||Serena Faith Young

De volgende dag ben ik vroeger wakker dan normaal. Zelfs Emily en Sam zijn nog niet op. Met een zucht duw ik me van mijn bed af en strompel ik zonder krukken naar mijn kledingkast. Ik trek een leuk shirt met een van mijn joggingbroeken aan, poets mijn tanden en doe mijn haar.
      Ik pak mijn krukken en hobbel naar de trap. Ik glijd uiterst charmant van de trap af naar beneden en strompel naar de keuken. Ik maak een ontbijtje voor mezelf terwijl het buiten langzaamaan licht begint te worden. Het gestommel dat van boven komt betekent dat Emily en Sam inmiddels ook wakker zijn en als ik het opgetogen babbel van mijn zusje hoor, weet ik ook dat die ook weer van de partij is.
      Ik schrik op als ik ineens keihard wolfgejank hoor en ik leg hand op de plek waar mijn hart zit. Nog geen seconde rinkelt de telefoon en weer spring ik twee meter de lucht in.
      'Damn, ik heb een slecht geweten,' mompel ik onder mijn adem. Ik strompel naar de telefoon en neem op. 'Huize Uley.'
      'Serry!' hoor ik Embry gestrest uitroepen. Zijn stem wordt overstemd door geruis van het regen en het geblèr van een slecht lopende motor. 'Het is Thorn, ze heeft een ongeluk gehad!'
      'Wat!? Bel de ambulance, sukkel!' schreeuw ik geschrokt door de telefoon. Ik werp een onheilspellende blik naar buiten. Een ongeluk met dit weer? Dat kan niet goed aflopen. Ik neem een diepe teug zuurstof en dwing mezelf om kalm te worden. Het heeft geen zin als Embry en ik beide als kippen zonder kop gaan schreeuwen naar elkaar. 'Hoe erg is het?'
      'Ik heb het ziekenhuis al gebeld en ze bloedt en ze praat niet meer,' ratelt Embry. 'Het is richting de weg naar school.
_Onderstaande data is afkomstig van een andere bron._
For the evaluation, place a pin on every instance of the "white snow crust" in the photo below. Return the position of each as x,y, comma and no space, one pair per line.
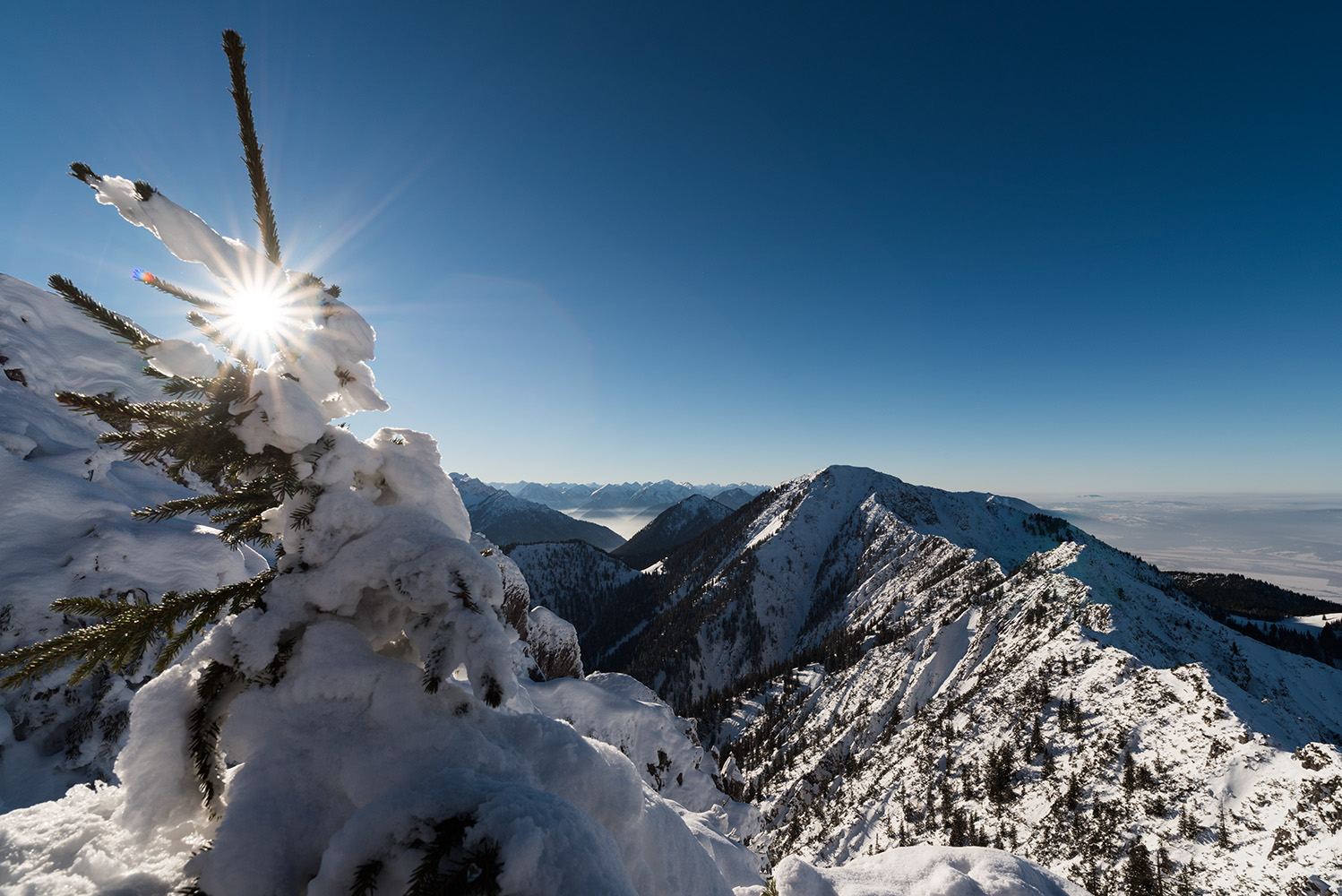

Kun je alsjeblieft met iemand hierheen komen?'
      Precies op dat moment komen Sam en Emily van de trap afgelopen en stormen Paul en Jake het huis binnen.
      'Sam! We moeten naar school! Thorn heeft een ongeluk gehad op de weg en Embry is bij haar!' schreeuw ik gepanikeerd. Ik hang Embry op en prop mijn mobiel in mijn zak.
      Sam, die zoals altijd compleet beheerst en kalm blijft, geeft me een kneepje in mijn schouder en geeft Emily een blik die boekdelen spreekt. 'Paul en ik gaan er meteen op af, jij en Jake volgen en Emily blijft bij Claire,' beveelt Sam.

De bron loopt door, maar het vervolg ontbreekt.